The Drew Carey Show’s musical guests were as absurd as the sitcom’s plots

During its nine-year run, The Drew Carey Show—which premiered on September 13, 1995—lured a cavalcade of guest stars to its fictionalized version of Cleveland. These included everyone from Donald Trump and Tammy Faye Baker to Jay Leno and the then-mayor of real Cleveland, Michael White. But the sitcom’s abundance of musical cameos are perhaps even more notable, especially since they were in line with the show’s increasingly absurd plot twists.

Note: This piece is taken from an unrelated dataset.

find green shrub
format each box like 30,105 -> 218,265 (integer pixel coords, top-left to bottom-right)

In one memorable 1998 episode, “In Ramada Da Vida,” Drew, Oswald (Diedrich Bader), and Lewis (Ryan Stiles) form a band, The Horndogs, to play at a local Ramada Inn. The only catch is, they need a guitarist to round out their lineup, which precipitates backyard auditions with a bunch of famous names: Slash, Matthew Sweet, Lisa Loeb, Joey Ramone, Cheap Trick’s Rick Nielsen, Roy Clark, Jonny Lang, Michael Stanley, ZZ Top’s Dusty Hill, and Joe Walsh. The latter naturally won out, though he wasn’t playing himself, but a gritty guy known as Ed.
Walsh-as-Ed appears again two episodes later on “Drew Between The Rock And A Hard Place,” during an emotional scene when Carey decides to leave The Horndogs—and is subsequently replaced on lead vocals and accordion by “Weird Al” Yankovic.